Chicago: Suburbs

Chicago’s Best Neighborhoods for Running

Jennifer Morrow

Chicago has an abundance of beautiful residential neighborhoods. Explore the gorgeous homes, pristine sidewalks, and distinct character of Chicago’s top places to live. Here are some of our must-run destinations:

Oak Park: For a residential run just west of Chicago, Oak Park offers some safe, pleasant streets where one can exercise with minimal interruption from traffic. The streets are more or less a grid, so you can manufacture a run of any length. One good bet is Chicago Ave., where you can enjoy the nice homes, including the Frank Lloyd Wright Home and Studio.
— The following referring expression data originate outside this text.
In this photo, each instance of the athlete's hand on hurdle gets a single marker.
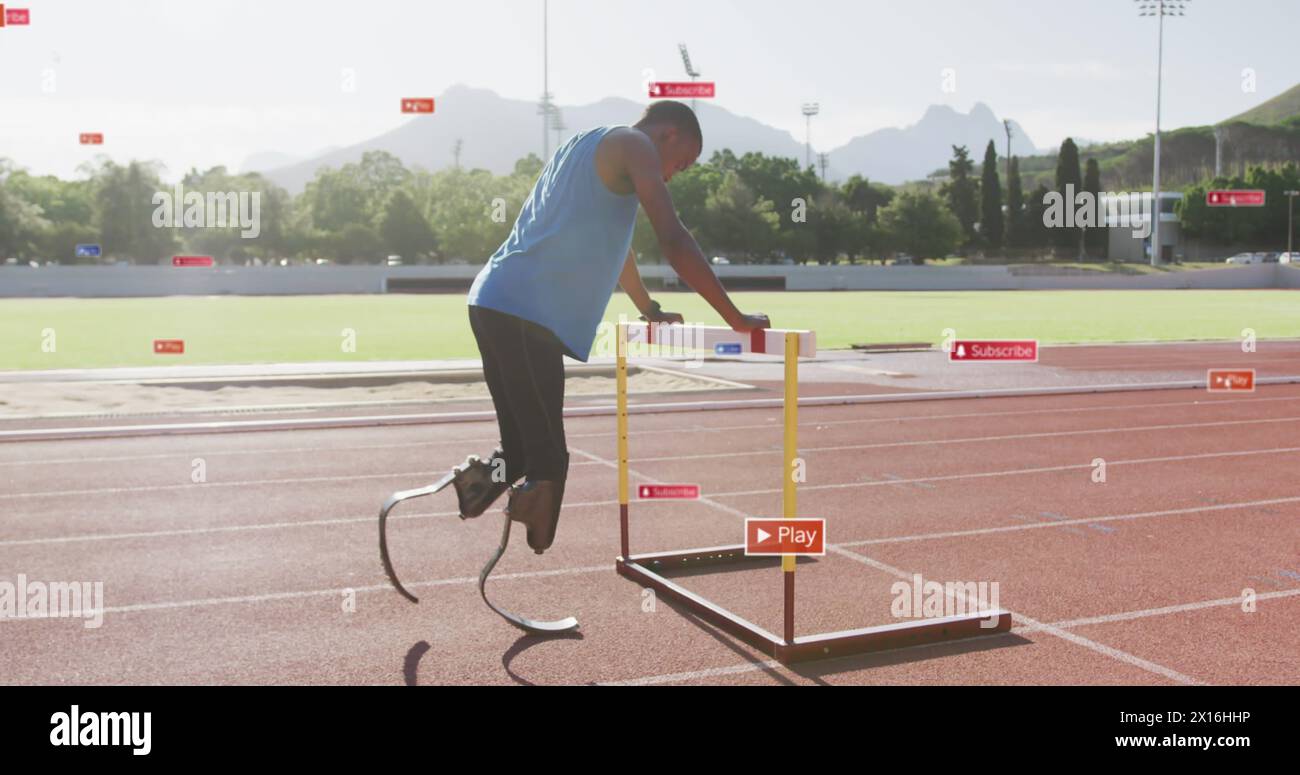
(748, 323)
(661, 316)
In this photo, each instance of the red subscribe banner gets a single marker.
(995, 350)
(1235, 198)
(417, 105)
(14, 17)
(1230, 380)
(802, 537)
(681, 89)
(169, 346)
(671, 492)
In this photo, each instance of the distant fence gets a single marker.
(252, 281)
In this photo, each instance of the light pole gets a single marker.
(810, 109)
(558, 125)
(1291, 200)
(692, 72)
(1158, 9)
(1006, 125)
(544, 107)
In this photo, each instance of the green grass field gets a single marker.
(89, 333)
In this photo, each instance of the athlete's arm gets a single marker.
(641, 163)
(636, 290)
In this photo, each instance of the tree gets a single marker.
(1014, 207)
(124, 200)
(740, 221)
(403, 229)
(1095, 239)
(21, 221)
(919, 224)
(1035, 229)
(1067, 182)
(960, 191)
(991, 200)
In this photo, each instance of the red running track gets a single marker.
(268, 571)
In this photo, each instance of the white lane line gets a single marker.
(1056, 523)
(696, 674)
(806, 425)
(312, 523)
(927, 442)
(1048, 628)
(1161, 611)
(338, 591)
(722, 494)
(1125, 617)
(1018, 471)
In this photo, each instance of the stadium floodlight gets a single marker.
(1158, 9)
(810, 109)
(690, 70)
(1291, 200)
(544, 107)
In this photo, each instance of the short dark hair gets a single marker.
(676, 115)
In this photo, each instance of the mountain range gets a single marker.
(497, 131)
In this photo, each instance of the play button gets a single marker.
(784, 537)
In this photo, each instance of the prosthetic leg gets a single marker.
(476, 490)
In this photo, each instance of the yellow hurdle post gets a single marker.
(622, 376)
(789, 505)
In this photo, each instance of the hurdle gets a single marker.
(649, 570)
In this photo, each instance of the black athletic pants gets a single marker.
(524, 368)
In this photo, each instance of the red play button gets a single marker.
(1230, 380)
(785, 536)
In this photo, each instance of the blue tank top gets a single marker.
(563, 258)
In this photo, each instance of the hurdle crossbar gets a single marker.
(649, 568)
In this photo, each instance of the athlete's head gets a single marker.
(675, 131)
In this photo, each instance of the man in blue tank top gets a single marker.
(542, 295)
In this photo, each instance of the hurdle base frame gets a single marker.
(648, 568)
(827, 645)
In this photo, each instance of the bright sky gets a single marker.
(203, 82)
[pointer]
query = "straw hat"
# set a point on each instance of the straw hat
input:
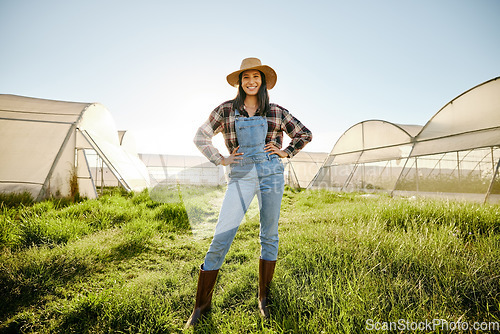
(253, 64)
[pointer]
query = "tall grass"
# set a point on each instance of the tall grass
(127, 264)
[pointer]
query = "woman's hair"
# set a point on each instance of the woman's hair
(262, 96)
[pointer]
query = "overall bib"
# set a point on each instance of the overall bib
(258, 173)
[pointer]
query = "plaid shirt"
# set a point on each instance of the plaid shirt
(278, 120)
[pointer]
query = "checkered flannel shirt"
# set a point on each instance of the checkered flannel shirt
(222, 118)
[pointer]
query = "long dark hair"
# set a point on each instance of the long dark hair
(262, 96)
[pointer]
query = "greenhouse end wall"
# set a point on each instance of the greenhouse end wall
(455, 155)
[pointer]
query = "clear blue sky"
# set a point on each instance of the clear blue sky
(160, 66)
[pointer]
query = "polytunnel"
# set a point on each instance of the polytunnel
(368, 156)
(52, 148)
(457, 153)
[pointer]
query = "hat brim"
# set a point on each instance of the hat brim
(270, 74)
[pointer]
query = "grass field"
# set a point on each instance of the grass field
(125, 263)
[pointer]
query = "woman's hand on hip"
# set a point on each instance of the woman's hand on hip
(271, 149)
(233, 158)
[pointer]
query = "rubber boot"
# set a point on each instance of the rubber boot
(266, 272)
(203, 303)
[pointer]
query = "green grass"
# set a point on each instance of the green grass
(127, 264)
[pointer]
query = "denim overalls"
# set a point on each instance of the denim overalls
(258, 173)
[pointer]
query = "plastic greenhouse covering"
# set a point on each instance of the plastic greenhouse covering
(455, 155)
(55, 148)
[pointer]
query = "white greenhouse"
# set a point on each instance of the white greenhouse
(455, 155)
(54, 148)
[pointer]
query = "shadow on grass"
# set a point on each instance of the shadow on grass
(29, 283)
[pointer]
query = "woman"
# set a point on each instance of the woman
(253, 132)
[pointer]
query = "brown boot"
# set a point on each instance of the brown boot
(266, 272)
(203, 303)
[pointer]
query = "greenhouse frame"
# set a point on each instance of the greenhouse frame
(57, 148)
(455, 155)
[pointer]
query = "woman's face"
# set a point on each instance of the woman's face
(251, 82)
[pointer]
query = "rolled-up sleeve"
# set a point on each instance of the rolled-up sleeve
(205, 133)
(299, 134)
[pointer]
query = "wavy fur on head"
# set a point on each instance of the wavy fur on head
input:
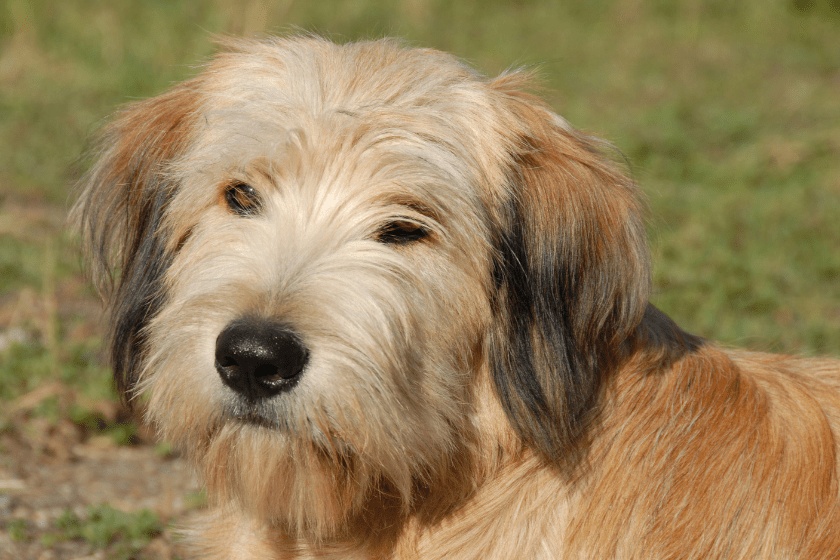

Fort Sheridan: A gorgeous residential neighborhood spread between Lake Forest, Highwood, and Highland Park, Fort Sheridan offers multiple opportunities to explore this part of the Lake Michigan Coast. Most runners use the Robert McClory Bike Path, which is really just a wide sidewalk along the shops and restaurants of Sheridan Road. One can also run north on Sheridan Road to the trails of Moraine Park — this rolling reserve is the best bet for hill work in otherwise flat Chicago. Moraine Park MAP

Clarendon Hills: This suburb west of the city ranks consistently high on lists of the best places to live in Chicago. It’s no wonder, with its pretty homes and curling networks of well-kempt sidewalks. Create a run of any length on the close-set streets here. One good option is a “Figure 8” around the center of town, using Burlington Ave., Chicago Ave., and Norfolk Ave. to the north, and Park Ave,. South Prospect, and Harris Ave. to the south.

Buffalo Grove: Another desirable neighborhood northwest of Chicago, Buffalo Grove is known for a large Fine Arts Festival and many fine homes with the wide lawns and concrete sidewalks typical of suburban Chicago. For a tour of the area, we recommend circling some of the loopy streets of the Parks District, or a circle around Lake Arlington.

Riverside. Located in Cook County 9 miles west of Chicago and near Midway Airport, Riverside is a neighborhood designed by Frederick Law Olmsted in the 1870s. It is among the first planned communities in the United States, known for its curvilinear streets, following the land’s contours and the winding Des Plaines River, central village square, and a Grand Park system that uses several large parks as a foundation, with 41 smaller triangular parks and plazas located at intersections throughout town to provide for additional green spaces. (Wikipedia). These are lovely streets for running, with set back homes ranging from 1920s bungalones to larger Victorian mansions. This ‘architectural museum’ and National Historical Landmark is bounded by 26th Street, Harlem and Ogden avenues, the Des Plaines River, and Golf Rd.